It can be a fine line for a physician to navigate, as many everyday ethical challenges may involve low-risk clinical decision making. The value of patient satisfaction scores and their impact on physician clinical decision making are currently under discussion in the medical ethics community, as concern rises regarding what ultimate effect they may have on patient care.
Explore this issue:December 2018
Maintaining the Physician–Patient Relationship
There are many reasons why physicians may find it hard to “say no” to a patient. Primarily, a physician has a sense of responsibility to the patient and values a positive patient–physician relationship. There are enough challenges these days to this relationship without mishandling a disagreement regarding patient requests versus physician judgment, especially if the request has a low risk:benefit ratio. In an established relationship, discussions about patient requests tend to be a bit easier than those occurring with a new patient.

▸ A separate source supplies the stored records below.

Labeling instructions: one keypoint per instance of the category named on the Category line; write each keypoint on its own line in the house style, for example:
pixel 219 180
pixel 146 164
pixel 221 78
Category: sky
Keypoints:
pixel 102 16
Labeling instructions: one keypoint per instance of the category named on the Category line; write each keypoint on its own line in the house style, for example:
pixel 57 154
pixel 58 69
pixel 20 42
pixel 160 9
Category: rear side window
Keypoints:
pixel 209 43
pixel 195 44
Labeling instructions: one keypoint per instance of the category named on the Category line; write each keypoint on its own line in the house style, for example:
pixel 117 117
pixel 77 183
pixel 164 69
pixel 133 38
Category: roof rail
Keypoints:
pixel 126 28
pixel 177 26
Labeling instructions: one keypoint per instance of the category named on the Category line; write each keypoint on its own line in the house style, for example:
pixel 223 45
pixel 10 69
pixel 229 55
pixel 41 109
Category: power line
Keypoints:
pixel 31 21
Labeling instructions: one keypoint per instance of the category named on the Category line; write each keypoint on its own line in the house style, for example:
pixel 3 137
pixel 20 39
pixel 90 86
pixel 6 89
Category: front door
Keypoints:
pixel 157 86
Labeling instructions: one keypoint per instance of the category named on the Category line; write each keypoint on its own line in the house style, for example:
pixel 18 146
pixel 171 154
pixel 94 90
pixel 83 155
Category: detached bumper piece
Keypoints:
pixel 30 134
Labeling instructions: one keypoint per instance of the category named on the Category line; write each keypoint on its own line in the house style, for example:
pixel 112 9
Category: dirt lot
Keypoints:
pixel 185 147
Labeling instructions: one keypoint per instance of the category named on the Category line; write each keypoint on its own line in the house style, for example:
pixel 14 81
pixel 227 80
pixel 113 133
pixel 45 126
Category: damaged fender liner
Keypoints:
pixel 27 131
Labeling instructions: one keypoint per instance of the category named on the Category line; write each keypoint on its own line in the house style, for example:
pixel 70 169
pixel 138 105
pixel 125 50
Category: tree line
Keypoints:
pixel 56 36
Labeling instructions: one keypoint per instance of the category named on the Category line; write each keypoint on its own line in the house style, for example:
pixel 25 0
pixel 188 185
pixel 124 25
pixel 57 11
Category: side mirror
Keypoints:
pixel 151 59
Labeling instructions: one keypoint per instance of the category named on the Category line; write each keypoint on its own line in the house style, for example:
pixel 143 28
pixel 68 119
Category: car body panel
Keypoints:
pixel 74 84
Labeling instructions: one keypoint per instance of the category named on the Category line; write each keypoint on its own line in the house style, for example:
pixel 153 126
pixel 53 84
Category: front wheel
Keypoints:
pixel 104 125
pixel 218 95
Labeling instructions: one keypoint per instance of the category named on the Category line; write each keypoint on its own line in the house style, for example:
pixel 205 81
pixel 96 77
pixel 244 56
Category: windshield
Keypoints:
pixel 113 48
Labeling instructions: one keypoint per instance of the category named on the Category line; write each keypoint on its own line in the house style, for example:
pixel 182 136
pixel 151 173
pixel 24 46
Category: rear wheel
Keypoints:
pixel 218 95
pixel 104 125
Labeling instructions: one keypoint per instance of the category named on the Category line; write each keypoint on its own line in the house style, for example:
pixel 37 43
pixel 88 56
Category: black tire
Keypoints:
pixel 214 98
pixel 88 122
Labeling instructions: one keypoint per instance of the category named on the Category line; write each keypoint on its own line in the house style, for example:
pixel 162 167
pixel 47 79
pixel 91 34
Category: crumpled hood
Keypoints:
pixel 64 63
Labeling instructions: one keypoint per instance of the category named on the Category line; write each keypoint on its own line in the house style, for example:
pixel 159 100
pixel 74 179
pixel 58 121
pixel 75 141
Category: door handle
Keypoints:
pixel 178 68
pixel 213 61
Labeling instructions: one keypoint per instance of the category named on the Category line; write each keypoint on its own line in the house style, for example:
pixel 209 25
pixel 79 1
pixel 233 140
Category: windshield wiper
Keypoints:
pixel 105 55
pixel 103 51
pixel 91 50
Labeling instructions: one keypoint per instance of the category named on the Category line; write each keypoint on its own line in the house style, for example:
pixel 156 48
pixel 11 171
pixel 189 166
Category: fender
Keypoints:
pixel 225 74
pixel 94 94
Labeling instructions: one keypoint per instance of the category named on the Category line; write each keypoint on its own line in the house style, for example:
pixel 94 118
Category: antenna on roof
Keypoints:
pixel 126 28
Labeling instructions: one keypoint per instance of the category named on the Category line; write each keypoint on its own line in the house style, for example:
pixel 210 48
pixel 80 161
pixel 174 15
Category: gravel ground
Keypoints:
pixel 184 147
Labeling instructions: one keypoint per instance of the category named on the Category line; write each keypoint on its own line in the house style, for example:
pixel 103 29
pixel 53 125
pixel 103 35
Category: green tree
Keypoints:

“Demanding” patients encompass a range of severity; the easiest may require a simple explanatory discussion, while the hardest may pose significant risks to the patient and significant challenges to the physician. There are a number of generally accepted recommendations for physicians in dealing with patient demands: maintaining a calm and understanding demeanor, listening actively for underlying concerns, observing patient body language and facial expressions, delineating the boundaries of the physician’s clinical care, providing positive reassurance, and explaining what the physician feels is in the best interest of the patient. It is particularly important to investigate the “unstated” concerns that may be driving the patient’s demands and that may reflect underlying non-organic difficulties with which the patient is dealing. Human beings are complex, and the experienced physician will understand the potential impact of the psyche on wellness/illness and human behavior.
In addition to reasons listed above, physicians may find it difficult to “say no” to patient requests out of a sense of responsibility to help the patient, the desire to avoid a confrontation, and the question “what harm could it do?” The latter depends a great deal on just what it is the patient is requesting, and whether the requests are concerning or inappropriate for the physician’s particular practice or could clearly lead to additional requests of more serious concern. Even with acknowledgement of clinical practice guidelines, some requests are not “clear-cut,” and may fall along the “gray line” of propriety. Further discussion can be quite helpful.
In this particular scenario, the patient is requesting a medication that is clearly not indicated (antibiotic) based on the history and clinical examination. The otolaryngologist can explain to the patient that there is no evidence of an infection, and can review the neuroanatomy of cervical afferent nerves that may be compromised due to cervical spine disease secondary to trauma. A clear and concise explanation of the otolaryngologist’s premises, along with a recommendation for further imaging and consultant evaluation, using terminology understandable by the patient, will be quite helpful. All potential etiologies for otalgia should be considered, and further diagnostic testing predicated on likelihood of occurrence. The patient should be allowed to ask questions—just not for an inordinate amount of time—and be reassured that the otolaryngologist will work with her to identify the etiology and refer the patient to the appropriate provider if the cause is not within the scope of otolaryngology-head and neck surgery.